I agree that we really don’t need rules because different strokes for different folks! I like the concept of having an eclectic mix of clothes and accessories. It’s probably the hippie girl in me but I like the freedom to throw together a mix of things that feel like they work for me.
I think we’ve all learnt (well I have) now that too much matchy, matchy is a no go zone these days. Coordinate – yes, but don’t go too matchy, matchy because as Pamela says that is very ‘mumsy’ and heaven forbid we look ‘mumsy’!!
I think making the right fashion choices most certainly can be a nightmare if you’ve got no idea where to start. You can easily get swept away by trends, regardless of the fact that they may not suit your body shape or even your personality. Maybe you saw something that looked good on your sister or a friend so you go out and buy that, but you have a completely different body shape and it doesn’t look quite the same on you!
The trick is to learn what suits your figure, know what style/s you like and understand what flatters you. Ensuring you have some essential wardrobe basics first (more on this in a future post) is the advised approach and then you can add from there. If you struggle with working all this stuff out, then you could consider getting some advice from a fashion stylist or do as I did and still do – read fashion blogs. Just saying! The blog that has helped me is Nikki Parkinson’s ‘Styling You‘. She understands women, particularly middle-aged women and what we want from fashion. She has written a book – Unlock Your Style – which takes you through a step-by-step process to finding confidence through your style.

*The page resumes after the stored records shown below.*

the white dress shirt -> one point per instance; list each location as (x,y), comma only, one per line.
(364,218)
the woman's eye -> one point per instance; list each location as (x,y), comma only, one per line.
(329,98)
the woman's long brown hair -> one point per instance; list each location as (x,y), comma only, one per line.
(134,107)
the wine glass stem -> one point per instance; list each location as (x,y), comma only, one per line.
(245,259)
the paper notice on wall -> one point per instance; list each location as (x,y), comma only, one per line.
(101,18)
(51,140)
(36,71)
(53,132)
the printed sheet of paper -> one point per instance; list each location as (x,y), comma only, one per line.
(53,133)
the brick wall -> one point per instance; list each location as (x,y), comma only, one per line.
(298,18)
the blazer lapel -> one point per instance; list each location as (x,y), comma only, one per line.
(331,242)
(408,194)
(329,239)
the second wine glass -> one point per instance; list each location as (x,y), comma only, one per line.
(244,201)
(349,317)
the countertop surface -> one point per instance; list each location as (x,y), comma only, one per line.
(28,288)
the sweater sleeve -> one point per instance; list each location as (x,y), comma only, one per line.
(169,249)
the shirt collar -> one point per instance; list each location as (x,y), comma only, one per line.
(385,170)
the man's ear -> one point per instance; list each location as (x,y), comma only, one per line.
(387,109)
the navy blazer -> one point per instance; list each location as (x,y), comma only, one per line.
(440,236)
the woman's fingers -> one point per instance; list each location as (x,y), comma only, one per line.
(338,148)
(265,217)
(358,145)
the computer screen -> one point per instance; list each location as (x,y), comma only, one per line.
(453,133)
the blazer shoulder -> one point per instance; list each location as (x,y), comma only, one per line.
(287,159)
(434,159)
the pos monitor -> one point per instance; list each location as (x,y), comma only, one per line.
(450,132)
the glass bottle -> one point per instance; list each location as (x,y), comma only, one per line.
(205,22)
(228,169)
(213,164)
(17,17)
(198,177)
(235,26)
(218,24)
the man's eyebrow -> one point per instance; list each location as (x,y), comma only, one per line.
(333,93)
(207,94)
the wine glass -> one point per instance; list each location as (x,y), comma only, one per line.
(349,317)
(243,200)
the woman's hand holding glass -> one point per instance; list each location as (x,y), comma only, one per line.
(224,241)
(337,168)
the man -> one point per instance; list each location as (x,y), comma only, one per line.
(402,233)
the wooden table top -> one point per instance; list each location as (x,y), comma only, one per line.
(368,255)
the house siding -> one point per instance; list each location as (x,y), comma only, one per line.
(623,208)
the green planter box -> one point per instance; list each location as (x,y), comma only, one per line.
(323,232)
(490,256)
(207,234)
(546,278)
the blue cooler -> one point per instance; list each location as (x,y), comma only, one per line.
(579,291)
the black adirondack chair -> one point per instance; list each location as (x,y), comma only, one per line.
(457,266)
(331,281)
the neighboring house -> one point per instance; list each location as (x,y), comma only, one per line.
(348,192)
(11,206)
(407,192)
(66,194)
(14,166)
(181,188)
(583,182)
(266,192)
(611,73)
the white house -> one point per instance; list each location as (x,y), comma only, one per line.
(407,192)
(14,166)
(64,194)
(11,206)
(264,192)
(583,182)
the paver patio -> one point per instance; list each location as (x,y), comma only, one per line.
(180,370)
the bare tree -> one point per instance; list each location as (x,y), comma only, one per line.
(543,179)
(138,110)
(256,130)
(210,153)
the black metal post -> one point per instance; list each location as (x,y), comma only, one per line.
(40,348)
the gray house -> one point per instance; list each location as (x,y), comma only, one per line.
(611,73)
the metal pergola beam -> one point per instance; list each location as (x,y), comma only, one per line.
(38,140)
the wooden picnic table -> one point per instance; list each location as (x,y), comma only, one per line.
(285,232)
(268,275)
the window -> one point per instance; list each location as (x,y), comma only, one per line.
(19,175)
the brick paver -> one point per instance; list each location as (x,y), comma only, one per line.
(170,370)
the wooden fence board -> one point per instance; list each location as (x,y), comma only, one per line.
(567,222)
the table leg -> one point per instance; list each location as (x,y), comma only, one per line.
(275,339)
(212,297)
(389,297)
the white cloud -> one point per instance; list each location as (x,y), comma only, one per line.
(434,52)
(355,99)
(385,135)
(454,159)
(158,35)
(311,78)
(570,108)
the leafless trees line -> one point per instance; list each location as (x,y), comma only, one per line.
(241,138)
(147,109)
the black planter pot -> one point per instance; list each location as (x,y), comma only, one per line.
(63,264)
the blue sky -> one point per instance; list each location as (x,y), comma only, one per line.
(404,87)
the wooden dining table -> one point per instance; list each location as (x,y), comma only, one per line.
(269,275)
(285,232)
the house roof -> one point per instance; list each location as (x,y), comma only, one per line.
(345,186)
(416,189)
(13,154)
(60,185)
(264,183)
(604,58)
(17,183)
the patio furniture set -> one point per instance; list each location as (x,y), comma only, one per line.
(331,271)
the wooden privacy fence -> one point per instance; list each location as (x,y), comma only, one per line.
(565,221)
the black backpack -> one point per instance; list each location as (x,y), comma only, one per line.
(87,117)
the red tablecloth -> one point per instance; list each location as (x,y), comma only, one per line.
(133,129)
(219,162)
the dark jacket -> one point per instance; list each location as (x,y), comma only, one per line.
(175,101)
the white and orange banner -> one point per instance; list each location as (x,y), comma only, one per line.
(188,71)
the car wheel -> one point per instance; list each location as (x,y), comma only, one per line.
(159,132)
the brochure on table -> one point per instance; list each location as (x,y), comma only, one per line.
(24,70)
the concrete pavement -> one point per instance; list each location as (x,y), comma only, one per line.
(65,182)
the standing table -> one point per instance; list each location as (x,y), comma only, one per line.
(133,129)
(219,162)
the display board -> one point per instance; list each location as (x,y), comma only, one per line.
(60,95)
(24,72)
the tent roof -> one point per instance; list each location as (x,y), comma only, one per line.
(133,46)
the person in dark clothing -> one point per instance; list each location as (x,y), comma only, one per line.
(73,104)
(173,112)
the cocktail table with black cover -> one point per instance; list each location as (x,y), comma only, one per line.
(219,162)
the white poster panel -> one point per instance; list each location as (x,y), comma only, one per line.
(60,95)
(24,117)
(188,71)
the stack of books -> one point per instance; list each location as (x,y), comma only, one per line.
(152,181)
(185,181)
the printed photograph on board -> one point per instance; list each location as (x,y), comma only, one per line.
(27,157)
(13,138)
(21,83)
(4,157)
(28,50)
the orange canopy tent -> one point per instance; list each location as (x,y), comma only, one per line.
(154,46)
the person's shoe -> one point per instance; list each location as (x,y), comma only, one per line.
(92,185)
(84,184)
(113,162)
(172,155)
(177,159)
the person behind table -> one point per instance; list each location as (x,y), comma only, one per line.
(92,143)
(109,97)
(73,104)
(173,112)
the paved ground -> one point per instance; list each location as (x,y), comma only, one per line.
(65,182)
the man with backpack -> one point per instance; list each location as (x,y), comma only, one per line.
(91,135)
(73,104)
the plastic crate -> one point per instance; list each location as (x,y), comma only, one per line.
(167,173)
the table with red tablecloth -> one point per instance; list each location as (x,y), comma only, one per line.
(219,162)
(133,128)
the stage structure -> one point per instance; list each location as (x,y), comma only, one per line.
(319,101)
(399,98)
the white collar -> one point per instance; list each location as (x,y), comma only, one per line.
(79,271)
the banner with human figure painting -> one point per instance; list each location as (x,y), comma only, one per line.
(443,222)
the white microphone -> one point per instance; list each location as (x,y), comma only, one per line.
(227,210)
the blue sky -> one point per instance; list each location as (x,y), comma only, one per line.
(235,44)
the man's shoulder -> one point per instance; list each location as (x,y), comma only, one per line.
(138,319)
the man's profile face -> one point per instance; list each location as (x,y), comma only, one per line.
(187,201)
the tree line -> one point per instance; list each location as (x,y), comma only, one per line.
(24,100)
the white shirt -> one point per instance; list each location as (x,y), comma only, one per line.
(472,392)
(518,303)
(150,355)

I haven’t got this book as yet, but I must rectify that, particularly as many of the posts she wrote on the subject prior to writing her book, were very helpful so the book is sure to be a very handy resource to have on hand.
I’m no expert on fashion but I have worked out a few things about what suits me and my body shape (short, curvy, busty) – a few examples:
- V necks work well
- Block colours are flattering – helping to give the illusion of height!
- If wearing patterned fabric on one half (eg top), best to wear a block colour on the other half (eg bottom, and vice versa)
- Wrap dresses are flattering
- Some colours that suit me: black, white, red, orange (strangely), turquoise
I’ve also learnt to avoid the following:
- Busy patterns (less is more for me)
- Any tops or dresses that involve lots of fabric (overwhelming for my petite frame)
- Too much frills and flounce
- Anything yellow (washed out face anyone?)
Pamela’s Fashion Rules for the 50-plus
Casual looks younger than formal
Don’t try to be perfectly turned out
Fight the temptation to be overdressed – it’s ageing
You mustn’t look as if you tried too hard
Um Pamela, I think I’m going to have to disagree quite a bit here!
- I don’t agree that casual looks younger than formal. I think that’s too much of a sweeping generalised statement. I personally am more a casual person than formal but I think that with regards to whether casual or formal suits a person better or makes them look younger or older, it all depends on the person and how they dress, accessorize, do their make-up etc!
- No-one looks perfect really but I don’t think there is anything wrong with putting in your best effort!
- Being overdressed for an occasion is not ideal. I kind of agree here. Not sure that it is aging though?!
- What’s wrong with looking like you made an effort to look great?
Have you learnt what your personal style is? Do you understand what suits and flatters you? What do you think of Pamela’s fashion rules for the 50 plus?